I have tried so many things. I've done left overs and rice from the night before, various types of pasta with simple and elaborate sauces, sandwiches and even just snacking on lollies all day. They all had their pros and cons, some were delicious but troublesome, others were easy but a bit plain.
What I now deem to be the perfect lunch is focaccia. There's just so much to like about it. For one it's dead easy to make. It may take a little time to let it prove (twice) but it is well worth it. And it is almost like a blank slate for flavour. I think in the coming weeks, I'll have a good play around with whatever I put in there, as long as it has a meat and a vegetable component.
The one I made last night was a great way to start. I used a very simple focaccia recipe from taste.com.au. It was a recipe for absolute beginners but it still tasted delicious. I might buy some bread flour next week so I might be able to get a better crust around the outside, otherwise there's not much room for improvement.
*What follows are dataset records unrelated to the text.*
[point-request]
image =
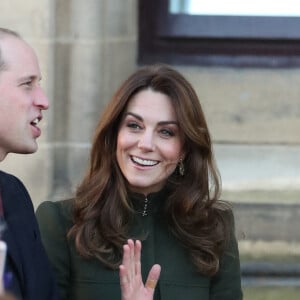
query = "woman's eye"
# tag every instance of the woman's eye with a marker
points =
(133, 125)
(167, 132)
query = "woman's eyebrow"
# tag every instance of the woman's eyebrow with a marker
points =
(171, 122)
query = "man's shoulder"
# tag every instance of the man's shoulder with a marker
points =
(57, 209)
(7, 178)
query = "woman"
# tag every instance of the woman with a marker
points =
(152, 177)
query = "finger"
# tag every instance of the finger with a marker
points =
(153, 277)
I played around with it and essentially made an Italian "toad in the hole".
Rosemary and mandarin focaccia with sausage
250g plain flour
1 teapsoon honey
Packet of instant yeast (7g)
80mL warm water
2 tablespoons olive oil
100mL extra warm water
2 sausages (I used the Italian pork sausage variety from the supermarket)
4-5 tablespoons olive oil
1-2 garlic cloves, crushed
1 HOT chilli, finely sliced
Couple of sprigs of rosemary
Zest of 1 mandarin (not necessary)
Put water, honey and yeast in a small bowl/cup. Cover and let stand for 10-15 minutes to let the yeast do its business. Place flour in a large bowl with a pinch of salt and make a well. Pour in the yeast mixture, olive oil and about a third of the warm water. Knead the mixture in the bowl until it forms a dough, adding more water as needed. Should not require more than 70-80mL. Turn it onto a well floured surface and knead it till it's smooth and elastic. Place in an oiled bowl, cover with wet towel and let it prove in a warm spot for at least an hour.
Once it has doubled in size, knock the air out and give it another quick knead. Transfer it to a well oiled baking tray and try to spread it out. Cover it and let it prove once more for half an hour, meanwhile preheat the oven to 200 degrees.
While it is proving the second time, simmer the sausages in water for 15 minutes, this is because there's a good chance they won't cook through in the oven. Give the rosemary a quick chop and then put it into the mortar and pestle with a pinch of salt and give it a quick pound/grind. Add the chilli, mandarin zest and garlic and grind it some more. Loosen the mixture with as much oil as you want, it shouldn't need more than 5 tablespoons.
When the sausages are done and the dough is done with its second proving, put the sausages on one half of the dough and put in whatever else you want. Spread half of the oil mixture on the dough and then fold it over. Give the edges a bit of a crimp to make sure it is well sealed, it doesn't really matter but it makes it look prettier. Pour the rest of the oil on top and sprinkle over another pinch of salt if you want. A little massage to make sure the flavours stick and it's your last chance to to play with the dough. Into the oven for 30-40 minutes until it's lovely and golden brown. Cooking time may change depending on how thick your focaccia is but as a rule of thumb, golden brown means delicious.